Jouer à changer le monde avec les jeunes architectes belges
Le Civa met en scène, à Ixelles, l’architecture de ce qui sera peut-être demain… ou peut-être pas
L’architecture est-elle pour les nuls ou les spécimens ? Est-ce l’art des territoires en devenir ou de la maison en bois ? Est-elle réservée aux géomètres qui ont pignon sur rue ou aux pêcheurs de perles ? S’agirait-il d’une forme de folklore entre purs et durs ou d’une foire aux romantiques ? Tout cela n’est-il pas définitivement abstrait pour les hommes sans qualités comme vous et moi. Peut-on devenir architecte à l’insu de son plein gré ou faut-il de la convenance et du caractère ?
La réponse non orthodoxe à toutes ces questions se trouve dans l’exposition Dithyrambes, (re)nouveaux plaisirs d’architecture, montée par le Civa et La Cambre Horta, place Flagey, à Ixelles. Neuf figures émergentes de l’architecture belge francophone y dévoilent dans une rue en trompe-l’œil leur production « inventive, passionnée, hétéroclite, engagée » pour reprendre les mots de Jean-Didier Bergilez, coordinateur du livre publié à l’occasion de l’événement.
Pablo Lhoas, le commissaire de l’exposition, nous a guidé dans ce parcours ludique et spectaculaire où se bousculent aux fenêtres des idées en pagaille sur l’architecture d’aujourd’hui et de demain. Certains projets sont si concrets qu’ils existent déjà pour de vrai. D’autres plus éthérés n’ont d’autre but que de nous amuser et nous faire penser à de nouveaux ailleurs. Le titre « Dithyrambes », renvoie avec ironie aux chants louangeurs de l’Antiquité. La balade prend le chemin d’un gigantesque rébus de 45 mots clés articulés autour de collages de photos et de plans. L’objectif est clair : jouer à changer le monde.

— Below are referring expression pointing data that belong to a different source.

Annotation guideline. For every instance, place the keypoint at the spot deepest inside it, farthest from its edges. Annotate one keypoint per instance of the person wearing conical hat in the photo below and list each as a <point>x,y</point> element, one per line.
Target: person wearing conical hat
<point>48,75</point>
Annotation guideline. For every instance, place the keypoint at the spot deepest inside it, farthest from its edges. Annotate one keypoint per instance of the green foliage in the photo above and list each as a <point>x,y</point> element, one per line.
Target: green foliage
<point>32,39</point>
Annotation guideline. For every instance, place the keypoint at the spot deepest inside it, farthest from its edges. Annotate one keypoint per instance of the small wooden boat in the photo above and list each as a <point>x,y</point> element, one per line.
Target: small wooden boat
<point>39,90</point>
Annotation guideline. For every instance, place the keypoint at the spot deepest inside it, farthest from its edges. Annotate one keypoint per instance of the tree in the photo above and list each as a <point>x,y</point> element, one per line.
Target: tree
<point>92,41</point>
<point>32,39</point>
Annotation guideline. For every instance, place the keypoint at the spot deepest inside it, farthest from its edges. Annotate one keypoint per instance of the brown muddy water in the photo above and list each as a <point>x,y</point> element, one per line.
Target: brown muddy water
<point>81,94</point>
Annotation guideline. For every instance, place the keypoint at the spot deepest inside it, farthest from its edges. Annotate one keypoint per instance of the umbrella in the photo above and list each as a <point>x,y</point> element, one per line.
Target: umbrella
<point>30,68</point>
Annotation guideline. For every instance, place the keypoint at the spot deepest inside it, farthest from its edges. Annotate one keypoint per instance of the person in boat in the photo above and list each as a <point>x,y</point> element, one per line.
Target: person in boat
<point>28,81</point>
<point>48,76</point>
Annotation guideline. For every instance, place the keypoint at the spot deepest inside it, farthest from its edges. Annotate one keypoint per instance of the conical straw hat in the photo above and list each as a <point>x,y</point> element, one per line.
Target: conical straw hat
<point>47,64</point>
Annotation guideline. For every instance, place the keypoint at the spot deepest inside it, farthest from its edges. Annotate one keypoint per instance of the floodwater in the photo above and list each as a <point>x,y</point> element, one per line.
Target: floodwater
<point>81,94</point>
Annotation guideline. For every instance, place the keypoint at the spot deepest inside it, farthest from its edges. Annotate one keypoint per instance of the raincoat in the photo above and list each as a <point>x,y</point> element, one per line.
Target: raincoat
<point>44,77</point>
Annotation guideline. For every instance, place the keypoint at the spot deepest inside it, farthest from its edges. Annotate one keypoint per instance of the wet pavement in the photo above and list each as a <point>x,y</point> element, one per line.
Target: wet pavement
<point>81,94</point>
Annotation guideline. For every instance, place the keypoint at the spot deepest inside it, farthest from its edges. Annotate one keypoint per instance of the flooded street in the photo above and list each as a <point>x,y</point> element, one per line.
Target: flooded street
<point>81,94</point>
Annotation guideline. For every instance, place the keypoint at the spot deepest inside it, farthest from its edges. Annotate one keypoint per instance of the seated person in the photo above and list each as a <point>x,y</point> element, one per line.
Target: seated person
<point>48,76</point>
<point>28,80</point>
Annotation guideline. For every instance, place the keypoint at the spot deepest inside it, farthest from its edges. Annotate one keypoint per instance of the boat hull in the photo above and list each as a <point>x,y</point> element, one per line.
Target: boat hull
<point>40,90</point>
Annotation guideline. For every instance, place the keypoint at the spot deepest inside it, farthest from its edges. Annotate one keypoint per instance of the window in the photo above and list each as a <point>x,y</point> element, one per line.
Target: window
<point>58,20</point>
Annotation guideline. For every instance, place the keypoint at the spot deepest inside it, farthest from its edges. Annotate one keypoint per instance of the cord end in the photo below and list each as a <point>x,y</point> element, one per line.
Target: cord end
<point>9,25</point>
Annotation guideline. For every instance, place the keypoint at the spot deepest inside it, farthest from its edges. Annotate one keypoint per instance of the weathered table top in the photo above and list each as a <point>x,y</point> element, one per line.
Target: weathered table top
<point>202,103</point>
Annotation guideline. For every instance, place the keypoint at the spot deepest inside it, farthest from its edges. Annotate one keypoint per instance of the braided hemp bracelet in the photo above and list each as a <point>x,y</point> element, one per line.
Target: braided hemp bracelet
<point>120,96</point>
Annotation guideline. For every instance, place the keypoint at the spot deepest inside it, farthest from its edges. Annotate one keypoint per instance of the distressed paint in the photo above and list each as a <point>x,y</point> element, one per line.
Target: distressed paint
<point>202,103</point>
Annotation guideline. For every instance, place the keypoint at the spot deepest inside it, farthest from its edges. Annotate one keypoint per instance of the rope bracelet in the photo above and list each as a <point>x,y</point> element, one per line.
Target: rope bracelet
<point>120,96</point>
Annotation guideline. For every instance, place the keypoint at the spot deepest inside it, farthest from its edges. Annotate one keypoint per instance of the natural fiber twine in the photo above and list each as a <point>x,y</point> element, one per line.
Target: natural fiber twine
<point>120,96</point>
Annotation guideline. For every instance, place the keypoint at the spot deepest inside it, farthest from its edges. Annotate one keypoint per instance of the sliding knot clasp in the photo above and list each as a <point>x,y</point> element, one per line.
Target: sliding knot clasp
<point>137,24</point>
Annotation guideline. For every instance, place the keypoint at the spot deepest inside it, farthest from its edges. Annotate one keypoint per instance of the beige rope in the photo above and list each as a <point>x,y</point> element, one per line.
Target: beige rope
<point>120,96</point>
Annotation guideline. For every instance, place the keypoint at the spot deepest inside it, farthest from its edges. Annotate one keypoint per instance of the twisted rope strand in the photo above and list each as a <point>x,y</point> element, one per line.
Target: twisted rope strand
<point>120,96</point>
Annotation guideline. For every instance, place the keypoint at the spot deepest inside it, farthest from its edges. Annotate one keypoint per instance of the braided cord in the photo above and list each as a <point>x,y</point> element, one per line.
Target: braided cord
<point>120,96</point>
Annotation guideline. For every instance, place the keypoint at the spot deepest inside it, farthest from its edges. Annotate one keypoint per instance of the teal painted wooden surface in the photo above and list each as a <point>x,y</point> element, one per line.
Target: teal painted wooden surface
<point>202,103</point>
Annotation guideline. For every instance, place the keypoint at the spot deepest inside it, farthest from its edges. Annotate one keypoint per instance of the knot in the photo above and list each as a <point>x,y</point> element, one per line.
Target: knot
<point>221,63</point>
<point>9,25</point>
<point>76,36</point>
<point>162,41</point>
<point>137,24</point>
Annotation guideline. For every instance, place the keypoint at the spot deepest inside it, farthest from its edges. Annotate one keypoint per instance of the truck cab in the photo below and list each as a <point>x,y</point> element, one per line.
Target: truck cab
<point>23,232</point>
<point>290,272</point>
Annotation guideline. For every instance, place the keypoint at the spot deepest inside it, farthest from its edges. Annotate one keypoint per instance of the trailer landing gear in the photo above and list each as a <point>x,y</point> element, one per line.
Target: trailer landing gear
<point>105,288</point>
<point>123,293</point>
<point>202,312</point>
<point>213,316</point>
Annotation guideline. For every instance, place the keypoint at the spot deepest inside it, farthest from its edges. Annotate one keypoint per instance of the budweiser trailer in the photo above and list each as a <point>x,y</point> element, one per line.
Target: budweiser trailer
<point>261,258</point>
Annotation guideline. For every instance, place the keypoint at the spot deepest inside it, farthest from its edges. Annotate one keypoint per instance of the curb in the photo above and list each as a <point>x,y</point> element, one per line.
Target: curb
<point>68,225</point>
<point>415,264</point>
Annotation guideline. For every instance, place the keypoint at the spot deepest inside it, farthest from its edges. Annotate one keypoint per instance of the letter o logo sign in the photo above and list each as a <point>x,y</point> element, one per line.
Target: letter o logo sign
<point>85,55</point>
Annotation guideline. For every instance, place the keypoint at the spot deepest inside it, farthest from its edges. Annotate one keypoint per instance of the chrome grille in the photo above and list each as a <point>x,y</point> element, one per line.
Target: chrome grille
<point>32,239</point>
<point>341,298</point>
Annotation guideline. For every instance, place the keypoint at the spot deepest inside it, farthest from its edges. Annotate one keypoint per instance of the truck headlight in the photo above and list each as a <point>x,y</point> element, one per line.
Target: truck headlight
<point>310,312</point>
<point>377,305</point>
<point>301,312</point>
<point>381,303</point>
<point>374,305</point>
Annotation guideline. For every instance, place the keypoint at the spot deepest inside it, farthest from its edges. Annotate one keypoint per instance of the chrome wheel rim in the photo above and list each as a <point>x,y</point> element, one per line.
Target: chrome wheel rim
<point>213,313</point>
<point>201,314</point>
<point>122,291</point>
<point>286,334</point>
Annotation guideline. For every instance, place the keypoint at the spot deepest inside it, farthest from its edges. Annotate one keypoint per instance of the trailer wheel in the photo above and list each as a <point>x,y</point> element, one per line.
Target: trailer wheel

Pour y parvenir, l’architecte Radim Louda nous appelle à agir au-delà de ce dont nous sommes capables, mais le personnage existe-t-il vraiment ? Son portrait géant accroché à Flagey est flou. Sa photo ne serait, en réalité, que la superposition des visages de tous ceux avec qui il a collaboré ! Plus loin, le bureau Orthodoxe n’a rien construit mais nous propose de colorier l’architecture comme dans un livre pour enfants ou de la peindre par numéros. On est ici dans l’expérimentation et le rire pour mieux décomplexer le regard. Chez Specimen, un pool d’aspirateurs à voitures pour un car-wash de Saint-Servais, réalisé entre 2007 et 2009, souligne qu’un lieu banal, technique et de mauvais goût peut être transfiguré par la couleur et la lumière.
Vers.A nous entraîne dans la quête de la sagesse en imaginant des structures dont l’extérieur ne laisse rien paraître de l’intérieur, au point que les vrais bâtiments photographiés prennent des allures de maquettes… et que les maquettes ressemblent à des bâtiments construits… VO explore de son côté une forme de « néo-art nouveau », tandis que Label Architecture joue du contrepoint entre le blanc et le noir. Vincent P. Alexis se pose, lui, en activiste de l’architecture. On lui doit notamment l’œuvre Feu Bruxelles, un projet de mémoire des lieux disparus de la capitale « sans pleurnicherie », où il invite le public à réinventer le Magasin 4 et la Tour Martini via le site internet www.feubruxelles.tk. Quant au bureau ADN Architectures, il présente des photos parfaitement trompeuses pour traduire le simple bonheur de la recherche plastique.
Dithyrambes (re)nouveaux plaisirs d’architecture, jusqu’au 12 mai, 19 bis, place Flagey, 1050 Bruxelles, du mardi au dimanche, 10 h 30 à 18 h. Entrée : 6 euros (2 euros étudiants et chômeurs). Infos : www.civa.be.